Labor Pains

Clampdown reveals 20 artists' depictions of Rust Belt unrest

America's big economic picture isn't pretty, but it's the one we all have hanging over our heads, if not over the family couch. Most of the news is bad, except when it's ironic. On April 19, as unemployment edged toward 9 percent, McDonald's took on 62,000 new minimum-wage employees as its first-ever "national hiring day" attracted more than 1,000,000 applicants. When it comes to the job market, despair is the new hope.

That thought could be the caption for many of the artworks brought together by curator Greg Ruffing for a show called Clampdown, on display each weekend through May 21 at Zaller Gallery in Collinwood. The show's 20 artists include many of Cleveland's best, which makes it an informal survey of contemporary concerns and approaches. But mainly it's a meditation and discussion centering on labor inequities, especially as they pertain to the Rust Belt.

Ruffing hopes to shed a little light on how artists "can contribute to the larger dialogue about where we are now as a society ... and perhaps most importantly, where we might possibly be heading from here forward."

Based on the imagery presented, the "here forward" part is going to be tough. Randall Tiedman, whose bleakly beautiful solo show In, Around, and About debuted last Friday at Bonfoey Gallery, here depicts a vast, ruined world in an oil-on-paper painting titled "Limbus Patrum." Tiedman's darkly detailed, improvised vista (Limbus Patrum is medieval Catholicism's "Limbo of the Patriarchs," in which Old Testament figures were believed to have been confined prior to the coming of Christ) includes factories, highways, and stadiums of a type we're all familiar with; but here they become dark and strange, as if these features of Ohio's landscape had been transcribed in hell. A heavy sense of foreboding mixes with the scene's Rembrandt-like gravitas.

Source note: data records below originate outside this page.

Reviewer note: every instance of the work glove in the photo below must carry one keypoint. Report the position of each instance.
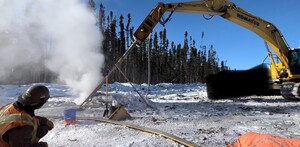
(46, 122)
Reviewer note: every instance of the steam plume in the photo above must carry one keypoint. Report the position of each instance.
(59, 34)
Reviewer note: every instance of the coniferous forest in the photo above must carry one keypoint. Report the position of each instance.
(157, 60)
(169, 62)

There are no human forms visible there, or in Youngstown artist Alex Meranto's futuristic oil on panel "Organize Your Labor," in which robotic arms flail along an assembly line, working beneath a cartoon-like bubble that reads "UNITE." But most of Clampdown is actually about people, and their experiences in hard economic times.

Dennis Yurich's digital video projection "My Name Is -----" films the mouths and words of protestors in Columbus during a rally against Ohio's bill limiting collective bargaining rights. Kristen Baumlier reproduces historic labor slogans; her "We Want Bread" is a three-foot-square lightbox installation, remembering a 1912 woolen industry strike and women workers' role in the history of the labor movement. Liz Maugans features a wryly humorous, more personal take on a couple of old problems in her neon sculpture, which spells "Get Laid (Off)." Dante Rodriguez draws two portraits of corporate gluttony titled "Pie Eating Contest," while Scott Goss produces oddly lovely paintings of Cleveland houses and factories on glass, threatened by cloud-like masses of enamel goo.

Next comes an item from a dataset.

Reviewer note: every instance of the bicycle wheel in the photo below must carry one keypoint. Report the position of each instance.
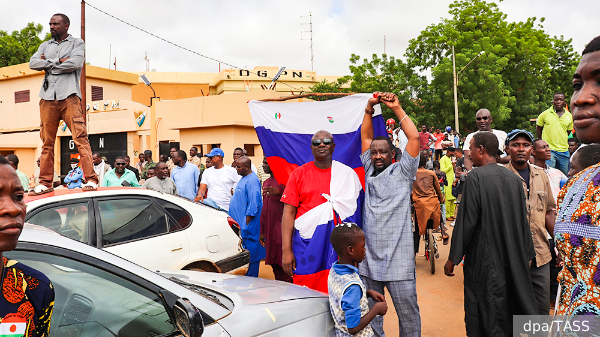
(431, 249)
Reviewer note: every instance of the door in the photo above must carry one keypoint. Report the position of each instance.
(140, 231)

Benjamin Siegel comes through with an image that looks like a flag for our times: a fist clutching a squeeze bottle of ketchup. But Pittsburgh artist Ross Mantle sums up the exhibit's theme most cogently. His large photo collage "In the Wake of an American Dream" is an array of images depicting people and places found in post-industrial Pennsylvania. Mantle's elegy is a tribute to the works and workers that built a nation, many of whom are foundering in a time of rapid change, hasty decisions, and blatant greed.